SALT LAKE CITY (RNS) A Mormon blogger accused of apostasy for writing critical web essays about church history, temple worship and contemporary issues has been given a reprieve, for now. By Peggy Fletcher Stack.

SALT LAKE CITY (RNS)  A Mormon blogger — accused of apostasy for writing critical web essays about Mormon history, temple worship and contemporary issues — has been given a reprieve, for now.

The church disciplinary council set for Sunday (Sept. 30)  to decide whether to excommunicate David Twede has been postponed “due to scheduling conflicts,” Allan Pratt, Twede’s LDS stake president in Florida, said in a statement Thursday. “It will be rescheduled for a later date.”

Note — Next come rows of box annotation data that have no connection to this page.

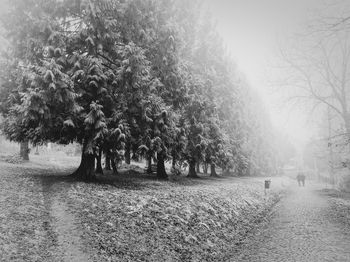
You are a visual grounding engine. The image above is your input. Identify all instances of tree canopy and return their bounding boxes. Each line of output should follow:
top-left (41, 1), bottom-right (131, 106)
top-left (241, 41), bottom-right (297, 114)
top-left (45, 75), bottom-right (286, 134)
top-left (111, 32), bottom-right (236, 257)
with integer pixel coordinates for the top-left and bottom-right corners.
top-left (0, 0), bottom-right (275, 180)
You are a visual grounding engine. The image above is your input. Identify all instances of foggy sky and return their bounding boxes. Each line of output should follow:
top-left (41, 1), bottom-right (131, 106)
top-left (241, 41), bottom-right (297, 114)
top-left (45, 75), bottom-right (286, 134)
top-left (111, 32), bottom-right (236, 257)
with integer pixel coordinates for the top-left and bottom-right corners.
top-left (207, 0), bottom-right (324, 150)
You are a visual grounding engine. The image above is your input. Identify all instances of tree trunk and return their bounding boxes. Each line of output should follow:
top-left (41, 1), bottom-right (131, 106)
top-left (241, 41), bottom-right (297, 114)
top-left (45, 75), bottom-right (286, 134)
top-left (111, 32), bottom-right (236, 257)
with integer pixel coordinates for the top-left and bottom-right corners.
top-left (210, 163), bottom-right (218, 177)
top-left (124, 141), bottom-right (131, 165)
top-left (171, 150), bottom-right (176, 170)
top-left (196, 162), bottom-right (201, 173)
top-left (203, 162), bottom-right (208, 174)
top-left (19, 141), bottom-right (29, 160)
top-left (223, 168), bottom-right (230, 176)
top-left (96, 149), bottom-right (103, 175)
top-left (188, 160), bottom-right (199, 178)
top-left (146, 155), bottom-right (152, 174)
top-left (72, 142), bottom-right (96, 181)
top-left (105, 151), bottom-right (112, 171)
top-left (110, 158), bottom-right (118, 175)
top-left (157, 153), bottom-right (168, 179)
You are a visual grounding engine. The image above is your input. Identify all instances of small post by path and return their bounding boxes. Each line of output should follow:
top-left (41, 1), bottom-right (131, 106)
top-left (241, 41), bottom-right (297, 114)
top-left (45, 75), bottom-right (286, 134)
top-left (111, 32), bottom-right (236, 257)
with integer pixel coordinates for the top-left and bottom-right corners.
top-left (264, 180), bottom-right (271, 196)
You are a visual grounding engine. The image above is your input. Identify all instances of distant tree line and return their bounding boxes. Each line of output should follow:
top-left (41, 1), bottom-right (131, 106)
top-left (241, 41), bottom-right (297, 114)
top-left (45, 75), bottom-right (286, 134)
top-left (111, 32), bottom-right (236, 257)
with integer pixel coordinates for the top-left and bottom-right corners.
top-left (0, 0), bottom-right (277, 180)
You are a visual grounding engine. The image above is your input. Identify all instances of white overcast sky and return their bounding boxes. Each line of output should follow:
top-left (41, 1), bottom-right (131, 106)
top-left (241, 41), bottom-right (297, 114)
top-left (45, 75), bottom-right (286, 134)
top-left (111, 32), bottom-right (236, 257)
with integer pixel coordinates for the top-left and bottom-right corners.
top-left (206, 0), bottom-right (324, 149)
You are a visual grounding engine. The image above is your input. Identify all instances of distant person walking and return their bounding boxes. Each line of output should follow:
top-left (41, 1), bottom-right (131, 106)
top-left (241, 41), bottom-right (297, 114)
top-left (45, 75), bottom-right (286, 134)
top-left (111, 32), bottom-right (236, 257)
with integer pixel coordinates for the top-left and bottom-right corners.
top-left (297, 172), bottom-right (306, 186)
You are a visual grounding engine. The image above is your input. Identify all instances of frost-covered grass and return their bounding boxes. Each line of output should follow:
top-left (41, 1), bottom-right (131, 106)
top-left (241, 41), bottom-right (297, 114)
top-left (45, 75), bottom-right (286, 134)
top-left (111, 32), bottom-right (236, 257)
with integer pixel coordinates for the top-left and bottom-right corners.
top-left (0, 154), bottom-right (286, 261)
top-left (69, 172), bottom-right (288, 261)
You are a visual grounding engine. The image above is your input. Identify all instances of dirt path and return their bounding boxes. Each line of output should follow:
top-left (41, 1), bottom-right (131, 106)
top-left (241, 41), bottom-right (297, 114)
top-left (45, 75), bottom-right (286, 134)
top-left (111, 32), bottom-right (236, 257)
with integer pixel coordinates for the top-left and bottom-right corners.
top-left (231, 183), bottom-right (350, 262)
top-left (0, 163), bottom-right (89, 262)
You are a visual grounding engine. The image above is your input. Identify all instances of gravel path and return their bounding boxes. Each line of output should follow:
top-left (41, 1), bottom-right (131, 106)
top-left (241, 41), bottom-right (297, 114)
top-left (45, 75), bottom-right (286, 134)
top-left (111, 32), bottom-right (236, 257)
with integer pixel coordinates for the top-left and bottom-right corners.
top-left (231, 183), bottom-right (350, 262)
top-left (0, 162), bottom-right (89, 262)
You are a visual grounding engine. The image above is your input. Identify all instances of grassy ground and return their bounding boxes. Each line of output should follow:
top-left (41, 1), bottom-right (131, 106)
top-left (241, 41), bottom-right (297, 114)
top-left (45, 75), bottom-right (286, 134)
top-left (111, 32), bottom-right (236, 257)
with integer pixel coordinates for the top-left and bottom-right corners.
top-left (0, 150), bottom-right (284, 261)
top-left (322, 189), bottom-right (350, 229)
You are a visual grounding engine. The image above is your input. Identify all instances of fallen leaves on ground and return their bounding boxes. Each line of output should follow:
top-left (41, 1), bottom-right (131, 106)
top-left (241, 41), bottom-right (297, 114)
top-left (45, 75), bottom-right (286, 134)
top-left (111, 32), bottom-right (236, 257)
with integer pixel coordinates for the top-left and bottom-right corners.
top-left (69, 172), bottom-right (281, 261)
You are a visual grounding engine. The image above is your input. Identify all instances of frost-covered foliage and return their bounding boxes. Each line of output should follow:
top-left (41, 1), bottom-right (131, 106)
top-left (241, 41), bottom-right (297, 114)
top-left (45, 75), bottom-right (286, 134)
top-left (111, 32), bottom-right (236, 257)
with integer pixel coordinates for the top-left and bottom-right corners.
top-left (0, 0), bottom-right (274, 179)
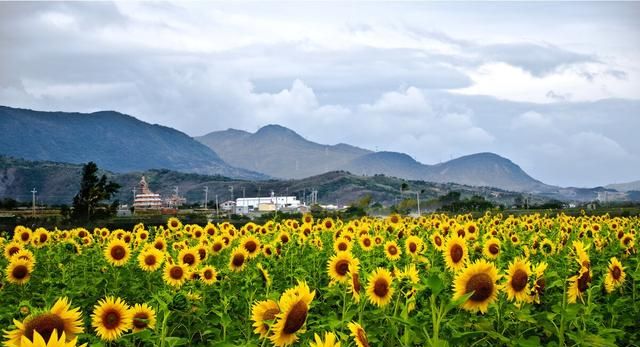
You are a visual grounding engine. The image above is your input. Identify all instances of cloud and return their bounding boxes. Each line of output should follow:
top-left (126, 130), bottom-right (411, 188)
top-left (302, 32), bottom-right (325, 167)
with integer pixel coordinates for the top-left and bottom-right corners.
top-left (0, 2), bottom-right (640, 185)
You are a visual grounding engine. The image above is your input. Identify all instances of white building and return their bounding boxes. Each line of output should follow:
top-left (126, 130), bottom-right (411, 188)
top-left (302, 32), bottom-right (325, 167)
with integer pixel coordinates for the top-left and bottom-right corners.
top-left (220, 200), bottom-right (236, 211)
top-left (235, 192), bottom-right (302, 214)
top-left (133, 176), bottom-right (162, 210)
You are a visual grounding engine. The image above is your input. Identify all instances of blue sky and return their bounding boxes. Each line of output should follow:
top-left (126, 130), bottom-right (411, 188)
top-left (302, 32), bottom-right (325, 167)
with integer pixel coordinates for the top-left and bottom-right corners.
top-left (0, 2), bottom-right (640, 186)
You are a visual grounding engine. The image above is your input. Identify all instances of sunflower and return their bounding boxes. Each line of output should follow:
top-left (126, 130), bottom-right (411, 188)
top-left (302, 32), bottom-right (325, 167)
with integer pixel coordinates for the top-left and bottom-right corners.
top-left (453, 260), bottom-right (498, 313)
top-left (347, 271), bottom-right (362, 302)
top-left (540, 238), bottom-right (556, 256)
top-left (240, 236), bottom-right (260, 258)
top-left (269, 282), bottom-right (316, 346)
top-left (321, 217), bottom-right (336, 230)
top-left (20, 330), bottom-right (87, 347)
top-left (251, 300), bottom-right (280, 338)
top-left (333, 237), bottom-right (352, 253)
top-left (130, 304), bottom-right (156, 333)
top-left (153, 236), bottom-right (167, 252)
top-left (5, 298), bottom-right (84, 347)
top-left (138, 247), bottom-right (164, 272)
top-left (482, 237), bottom-right (500, 259)
top-left (200, 265), bottom-right (218, 285)
top-left (567, 267), bottom-right (592, 304)
top-left (347, 322), bottom-right (370, 347)
top-left (384, 241), bottom-right (402, 261)
top-left (229, 246), bottom-right (249, 272)
top-left (367, 267), bottom-right (394, 307)
top-left (162, 264), bottom-right (189, 288)
top-left (309, 332), bottom-right (340, 347)
top-left (104, 238), bottom-right (131, 266)
top-left (211, 237), bottom-right (225, 254)
top-left (444, 234), bottom-right (469, 272)
top-left (178, 248), bottom-right (200, 269)
top-left (358, 234), bottom-right (374, 251)
top-left (327, 252), bottom-right (360, 283)
top-left (404, 235), bottom-right (424, 257)
top-left (504, 258), bottom-right (531, 302)
top-left (4, 241), bottom-right (23, 259)
top-left (431, 232), bottom-right (445, 251)
top-left (167, 217), bottom-right (182, 231)
top-left (9, 249), bottom-right (36, 265)
top-left (91, 296), bottom-right (133, 341)
top-left (5, 258), bottom-right (34, 285)
top-left (604, 257), bottom-right (626, 293)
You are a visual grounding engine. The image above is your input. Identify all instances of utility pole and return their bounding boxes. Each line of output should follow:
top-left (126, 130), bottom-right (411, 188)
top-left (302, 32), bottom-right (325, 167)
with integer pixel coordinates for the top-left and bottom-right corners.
top-left (216, 194), bottom-right (220, 218)
top-left (31, 188), bottom-right (38, 217)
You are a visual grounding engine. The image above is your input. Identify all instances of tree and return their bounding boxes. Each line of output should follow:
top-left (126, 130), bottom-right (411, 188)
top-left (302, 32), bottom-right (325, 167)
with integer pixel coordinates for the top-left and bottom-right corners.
top-left (72, 162), bottom-right (120, 221)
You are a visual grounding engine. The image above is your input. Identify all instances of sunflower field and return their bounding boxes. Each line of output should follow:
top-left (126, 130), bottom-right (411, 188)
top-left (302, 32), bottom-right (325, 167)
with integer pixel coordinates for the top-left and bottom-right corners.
top-left (0, 214), bottom-right (640, 347)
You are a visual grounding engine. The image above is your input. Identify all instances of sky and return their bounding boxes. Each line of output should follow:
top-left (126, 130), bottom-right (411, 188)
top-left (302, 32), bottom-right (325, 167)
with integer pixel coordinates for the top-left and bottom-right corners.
top-left (0, 2), bottom-right (640, 187)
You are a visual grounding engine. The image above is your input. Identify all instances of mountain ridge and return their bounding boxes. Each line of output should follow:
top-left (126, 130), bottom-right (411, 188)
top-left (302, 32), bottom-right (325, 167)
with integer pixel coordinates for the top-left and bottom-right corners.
top-left (0, 106), bottom-right (268, 179)
top-left (195, 124), bottom-right (559, 192)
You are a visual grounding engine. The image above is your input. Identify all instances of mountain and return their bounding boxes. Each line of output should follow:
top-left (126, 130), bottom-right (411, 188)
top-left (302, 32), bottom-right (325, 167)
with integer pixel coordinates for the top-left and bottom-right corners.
top-left (605, 180), bottom-right (640, 192)
top-left (195, 125), bottom-right (371, 178)
top-left (0, 106), bottom-right (266, 179)
top-left (196, 125), bottom-right (557, 192)
top-left (0, 156), bottom-right (532, 208)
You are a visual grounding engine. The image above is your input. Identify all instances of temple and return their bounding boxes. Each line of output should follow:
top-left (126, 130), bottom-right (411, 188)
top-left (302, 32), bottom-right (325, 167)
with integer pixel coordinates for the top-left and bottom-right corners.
top-left (133, 176), bottom-right (162, 210)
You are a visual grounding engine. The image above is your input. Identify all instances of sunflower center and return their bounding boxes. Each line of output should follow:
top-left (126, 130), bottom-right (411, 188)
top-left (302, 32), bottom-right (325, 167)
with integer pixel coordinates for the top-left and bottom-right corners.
top-left (578, 271), bottom-right (591, 293)
top-left (133, 312), bottom-right (149, 329)
top-left (144, 254), bottom-right (156, 266)
top-left (611, 266), bottom-right (622, 280)
top-left (351, 274), bottom-right (360, 293)
top-left (11, 265), bottom-right (29, 280)
top-left (24, 313), bottom-right (64, 341)
top-left (465, 273), bottom-right (493, 302)
top-left (244, 240), bottom-right (258, 253)
top-left (336, 259), bottom-right (349, 276)
top-left (356, 329), bottom-right (369, 347)
top-left (373, 278), bottom-right (389, 298)
top-left (182, 254), bottom-right (196, 266)
top-left (169, 266), bottom-right (184, 280)
top-left (449, 244), bottom-right (464, 263)
top-left (511, 269), bottom-right (529, 292)
top-left (282, 300), bottom-right (307, 334)
top-left (111, 245), bottom-right (127, 260)
top-left (232, 254), bottom-right (244, 267)
top-left (102, 310), bottom-right (120, 330)
top-left (262, 308), bottom-right (280, 320)
top-left (9, 246), bottom-right (20, 257)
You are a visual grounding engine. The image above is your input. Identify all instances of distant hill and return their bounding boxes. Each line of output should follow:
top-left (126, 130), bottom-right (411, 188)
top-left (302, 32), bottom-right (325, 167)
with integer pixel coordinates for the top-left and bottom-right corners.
top-left (196, 125), bottom-right (557, 192)
top-left (0, 156), bottom-right (546, 208)
top-left (195, 125), bottom-right (371, 178)
top-left (605, 180), bottom-right (640, 192)
top-left (0, 106), bottom-right (266, 179)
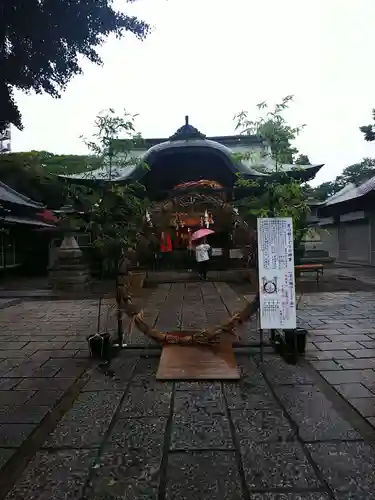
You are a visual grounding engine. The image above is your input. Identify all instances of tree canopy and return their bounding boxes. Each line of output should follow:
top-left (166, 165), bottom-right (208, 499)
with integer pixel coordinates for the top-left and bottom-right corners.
top-left (359, 109), bottom-right (375, 142)
top-left (234, 95), bottom-right (310, 165)
top-left (0, 0), bottom-right (150, 130)
top-left (235, 96), bottom-right (310, 254)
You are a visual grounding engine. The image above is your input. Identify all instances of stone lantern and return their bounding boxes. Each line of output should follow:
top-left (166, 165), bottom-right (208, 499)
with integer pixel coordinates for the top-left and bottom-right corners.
top-left (50, 206), bottom-right (90, 293)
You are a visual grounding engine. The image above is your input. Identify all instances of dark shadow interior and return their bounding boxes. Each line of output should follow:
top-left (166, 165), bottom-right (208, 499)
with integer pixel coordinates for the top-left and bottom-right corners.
top-left (143, 147), bottom-right (236, 197)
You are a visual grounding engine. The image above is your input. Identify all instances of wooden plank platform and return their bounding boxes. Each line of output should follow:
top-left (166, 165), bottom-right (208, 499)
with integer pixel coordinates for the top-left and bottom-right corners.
top-left (156, 342), bottom-right (240, 380)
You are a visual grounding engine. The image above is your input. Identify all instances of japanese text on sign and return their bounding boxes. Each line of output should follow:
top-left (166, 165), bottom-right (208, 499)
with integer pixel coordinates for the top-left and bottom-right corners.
top-left (257, 217), bottom-right (297, 330)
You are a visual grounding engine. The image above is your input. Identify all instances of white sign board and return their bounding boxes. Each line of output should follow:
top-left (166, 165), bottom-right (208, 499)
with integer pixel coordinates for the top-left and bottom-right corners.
top-left (257, 217), bottom-right (297, 330)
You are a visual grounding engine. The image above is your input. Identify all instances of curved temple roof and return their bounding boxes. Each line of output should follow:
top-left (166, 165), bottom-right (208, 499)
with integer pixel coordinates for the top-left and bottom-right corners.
top-left (60, 117), bottom-right (323, 184)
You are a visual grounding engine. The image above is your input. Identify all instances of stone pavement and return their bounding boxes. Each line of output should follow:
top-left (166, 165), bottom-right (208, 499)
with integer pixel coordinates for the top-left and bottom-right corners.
top-left (299, 292), bottom-right (375, 427)
top-left (0, 283), bottom-right (375, 500)
top-left (6, 353), bottom-right (375, 500)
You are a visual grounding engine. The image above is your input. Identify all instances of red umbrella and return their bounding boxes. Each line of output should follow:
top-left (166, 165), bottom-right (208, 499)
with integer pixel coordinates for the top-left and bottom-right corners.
top-left (191, 229), bottom-right (215, 241)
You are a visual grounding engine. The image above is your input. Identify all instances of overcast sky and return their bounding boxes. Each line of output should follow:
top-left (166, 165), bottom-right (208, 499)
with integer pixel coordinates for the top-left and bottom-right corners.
top-left (12, 0), bottom-right (375, 182)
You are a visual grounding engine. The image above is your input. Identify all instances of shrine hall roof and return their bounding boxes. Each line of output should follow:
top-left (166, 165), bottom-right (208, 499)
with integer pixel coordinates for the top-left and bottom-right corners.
top-left (60, 117), bottom-right (323, 183)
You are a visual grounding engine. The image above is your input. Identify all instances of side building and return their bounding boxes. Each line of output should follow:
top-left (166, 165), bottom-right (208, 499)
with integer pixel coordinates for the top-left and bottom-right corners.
top-left (318, 176), bottom-right (375, 266)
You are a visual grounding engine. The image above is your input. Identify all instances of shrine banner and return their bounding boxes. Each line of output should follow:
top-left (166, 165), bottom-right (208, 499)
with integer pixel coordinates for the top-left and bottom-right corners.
top-left (257, 217), bottom-right (297, 330)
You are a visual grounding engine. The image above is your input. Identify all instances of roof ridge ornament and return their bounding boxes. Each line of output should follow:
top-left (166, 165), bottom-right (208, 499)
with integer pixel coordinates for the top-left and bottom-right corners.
top-left (169, 115), bottom-right (206, 141)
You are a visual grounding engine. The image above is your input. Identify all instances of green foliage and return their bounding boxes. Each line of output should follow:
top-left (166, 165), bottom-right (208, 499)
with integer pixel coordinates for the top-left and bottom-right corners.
top-left (235, 96), bottom-right (310, 246)
top-left (0, 151), bottom-right (99, 209)
top-left (237, 174), bottom-right (310, 246)
top-left (71, 109), bottom-right (148, 272)
top-left (0, 0), bottom-right (149, 130)
top-left (234, 95), bottom-right (307, 165)
top-left (359, 109), bottom-right (375, 142)
top-left (82, 108), bottom-right (147, 180)
top-left (294, 155), bottom-right (311, 165)
top-left (312, 158), bottom-right (375, 201)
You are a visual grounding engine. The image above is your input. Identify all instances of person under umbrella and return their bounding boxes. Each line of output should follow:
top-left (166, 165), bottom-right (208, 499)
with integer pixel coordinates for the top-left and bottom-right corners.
top-left (191, 229), bottom-right (214, 280)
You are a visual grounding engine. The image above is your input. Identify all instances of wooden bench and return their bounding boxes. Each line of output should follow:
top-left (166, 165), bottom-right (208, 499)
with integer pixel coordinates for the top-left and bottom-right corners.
top-left (295, 264), bottom-right (324, 286)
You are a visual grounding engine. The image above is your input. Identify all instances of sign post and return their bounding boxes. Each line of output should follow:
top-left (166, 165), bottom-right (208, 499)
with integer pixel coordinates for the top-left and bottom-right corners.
top-left (257, 217), bottom-right (297, 330)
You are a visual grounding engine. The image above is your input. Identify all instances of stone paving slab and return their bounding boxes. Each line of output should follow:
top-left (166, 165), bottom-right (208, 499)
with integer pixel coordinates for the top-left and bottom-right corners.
top-left (0, 283), bottom-right (375, 500)
top-left (0, 352), bottom-right (375, 500)
top-left (299, 292), bottom-right (375, 432)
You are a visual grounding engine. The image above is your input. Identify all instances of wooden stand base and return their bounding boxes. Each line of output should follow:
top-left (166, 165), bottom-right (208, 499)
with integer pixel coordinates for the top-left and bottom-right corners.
top-left (156, 342), bottom-right (240, 380)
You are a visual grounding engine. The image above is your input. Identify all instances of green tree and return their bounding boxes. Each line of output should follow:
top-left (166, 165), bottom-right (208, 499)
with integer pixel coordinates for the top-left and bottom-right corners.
top-left (311, 158), bottom-right (375, 201)
top-left (335, 158), bottom-right (375, 190)
top-left (235, 96), bottom-right (310, 262)
top-left (234, 95), bottom-right (307, 166)
top-left (294, 155), bottom-right (311, 165)
top-left (0, 151), bottom-right (73, 209)
top-left (359, 109), bottom-right (375, 142)
top-left (0, 0), bottom-right (149, 130)
top-left (70, 109), bottom-right (148, 273)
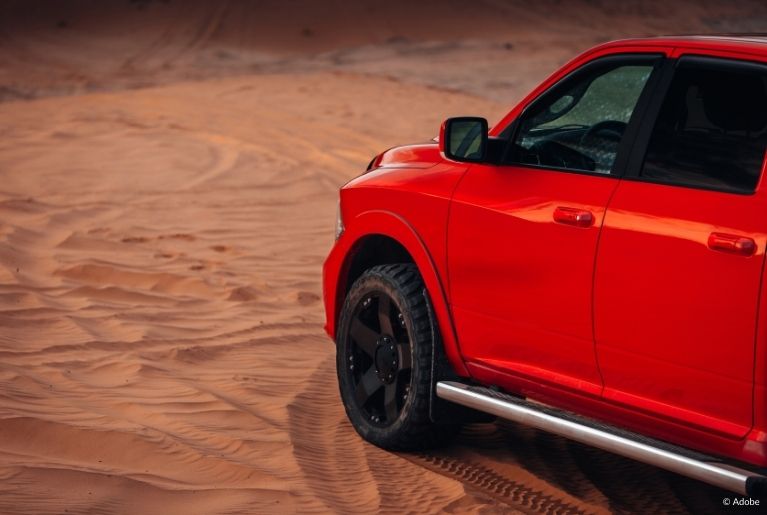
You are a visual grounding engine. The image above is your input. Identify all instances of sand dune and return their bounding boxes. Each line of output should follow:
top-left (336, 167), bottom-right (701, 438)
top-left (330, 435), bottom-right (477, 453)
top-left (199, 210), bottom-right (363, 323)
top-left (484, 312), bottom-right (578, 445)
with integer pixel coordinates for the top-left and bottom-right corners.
top-left (0, 0), bottom-right (767, 514)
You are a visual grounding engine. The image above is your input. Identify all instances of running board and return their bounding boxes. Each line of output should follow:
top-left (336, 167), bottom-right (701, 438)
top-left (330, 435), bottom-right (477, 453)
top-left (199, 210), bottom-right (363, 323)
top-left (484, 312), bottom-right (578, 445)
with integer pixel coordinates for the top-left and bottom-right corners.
top-left (437, 381), bottom-right (767, 497)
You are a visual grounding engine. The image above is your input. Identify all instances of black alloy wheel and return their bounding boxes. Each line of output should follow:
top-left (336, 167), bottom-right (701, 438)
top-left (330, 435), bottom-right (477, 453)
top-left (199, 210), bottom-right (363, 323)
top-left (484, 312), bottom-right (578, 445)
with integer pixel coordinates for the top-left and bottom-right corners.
top-left (336, 264), bottom-right (459, 450)
top-left (348, 291), bottom-right (413, 426)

Twede is managing editor of MormonThink.com, where most of his critical pieces, including ones about GOP presidential nominee and fellow Mormon Mitt Romney, have appeared.


On Sept. 16, officials in the church's Hunters Creek Stake in Orlando, Fla., gave Twede a letter, summoning him to a church disciplinary council for “apostasy,” which they attributed to his writings.

The Florida blogger initially told the news media last week that the threatened church action was due to his comments about Romney. Hours later, Twede told The Salt Lake Tribune his LDS leaders never brought up the candidate in their exchange with him. The next day, Twede returned to “a feeling in (his) gut” that his Romney remarks had triggered the now-delayed disciplinary council.

Twede said he now believes his local Mormon leaders are postponing his disciplinary council “until after the (Nov. 6) election. But that’s just a guess.”

Michael Purdy, a spokesman for the Church of Jesus Christ of Latter-day Saints, has vehemently denied that any Mormon would be disciplined “for having questions or for expressing a political view.”

Others suggested that the action might have been sparked by MormonThink’s section discussing LDS temple ceremonies and their connection to Masonic rites, with links to photos and text of Mormon temple rituals.